Alright, here's a much needed update about my Mom, I wanted to wait to post about it until we had all the information and now we do, so here it is... The two tumors that were found ended up being smaller than they had originally thought and the rate at which they are growing is fairly slow, so it's not an aggressive type of cancer, it's actually the most common type, which is a good thing! We also found out that the lymph node that looked suspicious was not cancerous, which means it hasn't spread. Lastly... yesterday my Mom got the results back from the CT scan that they did to see if it was anywhere else in her body and the results were negative! The cancer has not spread... GREAT NEWS! My Mom will be going in for surgery tomorrow and the bad news is that she'll have to have a mastectomy. So there are more positive things than negative, however having a mastectomy is obviously a big deal, so all we can do at this point is be supportive and helpful in any way we can and focus on the positive.

However there are moments every day, I find that the world seems to stop as my heart truly aches for my Mom. What she is going through and will have to face tomorrow is something no woman should ever have to do. I am grateful that she is a fighter which means that she WILL get through this! Although, it's so hard to hear someone talk about their experience fighting breast cancer, but your emotions are definitely amplified and different when it comes to talking about your own Mom having to fight this horrible monster of a disease. Luckily we're all fighting it together as a family and WE WILL CONQUER IT! Thanks again for all your support, I have definitely felt the peace and calming influence of your thoughts and prayers this past week.

Monday, November 3, 2008

[ unexpected emotions ]

I'm not even sure how to explain what I'm feeling today after such an emotionally exhausting weekend. I have felt everything from frustration, disbelief, sadness, fear, sorrow and humility. For those of you who don't know, my Mom was diagnosed with breast cancer on Saturday for the second time. It's been 7 years since she was first diagnosed, however the emotions I felt then have come rushing back all too quickly as if it had happened yesterday. My Mom has had way more than her share of trials throughout her life, so I guess we were all hoping that when it came to cancer she was finished with it. We don't know all of the details yet about the two tumors that were found and are waiting for the results to come back in order for decisions to be made as to what needs to be done.
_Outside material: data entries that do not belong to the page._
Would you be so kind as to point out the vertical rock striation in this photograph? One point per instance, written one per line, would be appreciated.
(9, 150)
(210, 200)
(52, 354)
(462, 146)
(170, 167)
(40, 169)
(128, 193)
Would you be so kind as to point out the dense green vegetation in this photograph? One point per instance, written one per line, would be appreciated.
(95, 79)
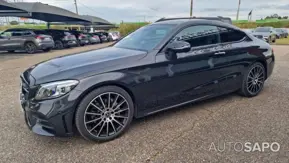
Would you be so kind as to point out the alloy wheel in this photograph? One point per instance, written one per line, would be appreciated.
(106, 115)
(255, 80)
(58, 45)
(30, 48)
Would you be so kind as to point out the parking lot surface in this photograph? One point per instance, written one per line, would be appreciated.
(184, 134)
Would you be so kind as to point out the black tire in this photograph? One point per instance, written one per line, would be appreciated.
(251, 81)
(47, 49)
(30, 47)
(58, 45)
(92, 116)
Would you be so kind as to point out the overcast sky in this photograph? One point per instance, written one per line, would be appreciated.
(139, 10)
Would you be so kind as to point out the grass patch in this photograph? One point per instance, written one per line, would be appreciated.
(283, 41)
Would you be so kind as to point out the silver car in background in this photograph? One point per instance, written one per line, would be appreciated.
(93, 39)
(115, 35)
(19, 39)
(266, 33)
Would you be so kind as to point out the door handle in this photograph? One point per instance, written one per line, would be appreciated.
(220, 53)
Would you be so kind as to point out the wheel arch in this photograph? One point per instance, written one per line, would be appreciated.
(28, 41)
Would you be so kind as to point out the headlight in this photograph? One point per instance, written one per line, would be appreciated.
(55, 89)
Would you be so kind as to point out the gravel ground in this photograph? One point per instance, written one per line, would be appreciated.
(184, 134)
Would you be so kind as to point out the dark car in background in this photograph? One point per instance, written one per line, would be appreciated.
(93, 38)
(62, 38)
(266, 33)
(103, 36)
(25, 39)
(282, 32)
(114, 35)
(285, 32)
(158, 67)
(81, 37)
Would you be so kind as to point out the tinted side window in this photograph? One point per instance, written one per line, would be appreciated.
(230, 35)
(16, 33)
(26, 33)
(199, 35)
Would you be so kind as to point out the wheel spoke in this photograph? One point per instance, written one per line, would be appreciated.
(106, 115)
(114, 103)
(119, 105)
(96, 107)
(91, 113)
(102, 103)
(119, 111)
(108, 102)
(118, 122)
(107, 128)
(250, 77)
(120, 116)
(111, 122)
(95, 126)
(93, 120)
(101, 128)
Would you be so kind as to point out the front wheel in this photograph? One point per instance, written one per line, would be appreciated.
(30, 48)
(47, 50)
(253, 80)
(104, 114)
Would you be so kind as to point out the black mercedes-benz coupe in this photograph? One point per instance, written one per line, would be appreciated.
(160, 66)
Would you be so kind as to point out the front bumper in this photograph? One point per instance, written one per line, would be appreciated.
(51, 117)
(71, 43)
(270, 65)
(49, 45)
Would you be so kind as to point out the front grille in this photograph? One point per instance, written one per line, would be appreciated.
(24, 88)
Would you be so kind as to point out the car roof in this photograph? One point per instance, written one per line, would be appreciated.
(184, 22)
(20, 29)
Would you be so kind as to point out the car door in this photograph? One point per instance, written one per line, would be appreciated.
(5, 42)
(189, 76)
(236, 46)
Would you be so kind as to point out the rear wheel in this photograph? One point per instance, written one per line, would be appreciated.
(253, 80)
(47, 49)
(104, 114)
(30, 47)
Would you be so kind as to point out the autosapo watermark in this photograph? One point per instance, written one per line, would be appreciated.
(245, 146)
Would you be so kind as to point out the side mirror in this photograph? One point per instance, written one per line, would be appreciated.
(179, 47)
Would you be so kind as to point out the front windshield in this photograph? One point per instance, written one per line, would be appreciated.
(279, 30)
(263, 29)
(145, 38)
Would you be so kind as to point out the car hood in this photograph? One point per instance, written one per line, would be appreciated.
(262, 33)
(78, 66)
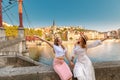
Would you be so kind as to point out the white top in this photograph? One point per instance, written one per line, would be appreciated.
(59, 51)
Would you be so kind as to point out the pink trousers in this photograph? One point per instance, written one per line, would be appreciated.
(62, 69)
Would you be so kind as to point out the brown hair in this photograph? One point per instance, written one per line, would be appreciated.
(56, 40)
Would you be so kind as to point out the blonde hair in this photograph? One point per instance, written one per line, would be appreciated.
(56, 40)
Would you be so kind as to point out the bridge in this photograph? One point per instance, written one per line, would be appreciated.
(16, 65)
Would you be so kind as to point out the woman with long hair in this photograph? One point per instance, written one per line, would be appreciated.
(83, 68)
(59, 65)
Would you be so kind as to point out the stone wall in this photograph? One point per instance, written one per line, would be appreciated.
(103, 71)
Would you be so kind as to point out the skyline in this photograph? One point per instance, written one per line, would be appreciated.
(100, 15)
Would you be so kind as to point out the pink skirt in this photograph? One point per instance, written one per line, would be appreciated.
(62, 69)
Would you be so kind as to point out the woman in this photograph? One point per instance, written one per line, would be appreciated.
(59, 65)
(83, 68)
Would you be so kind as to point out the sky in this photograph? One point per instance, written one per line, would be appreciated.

Right now I feel so overwhelmed. I feel like if I just keep moving and keep going on with life that maybe all of this is just a bad dream and will go away. Although I also feel that if I keep going and don't think about it that I'm being insensitive, so it's kind of a catch. Definitely weird not knowing what is going to happen and still being in shock at the same time. I feel like I have to be strong for my siblings and supportive for my Mom by holding back the tears. Then I find myself having moments where I can't pretend anymore that it's all going to be okay and thankfully John is the amazing husband that he is and picks up the pieces when the tears come. He has been so encouraging and uplifting since we've found out the news, so that's helped out tremendously. It probably sounds like I'm the one who has cancer by the way I'm talking, but at this point each member of my family feels like we have it because we know we're all in this together, if that makes sense.

However, after saying all of that... I do know that my Mom can get through this, and I know that my family can do this again because we've done it before. I also know that Heavenly Father is aware of my family's situation and is watching over us. I know that power of prayer is real and that through faith and with hope prayers are answered. I know that it doesn't necessarily mean that everything will go the way we want them to, but it means that we will be able to get through this together and that Heavenly Father won't give us anything we can't handle. It's hard to say that even though I know it's true because I know it's going to be hard on everyone before it gets easier.

Well, I'll be sure to update as soon as we get more information. I think I should probably stop here before I start rambling on. Thanks for listening and for those of you who have called me, I truly appreciate it!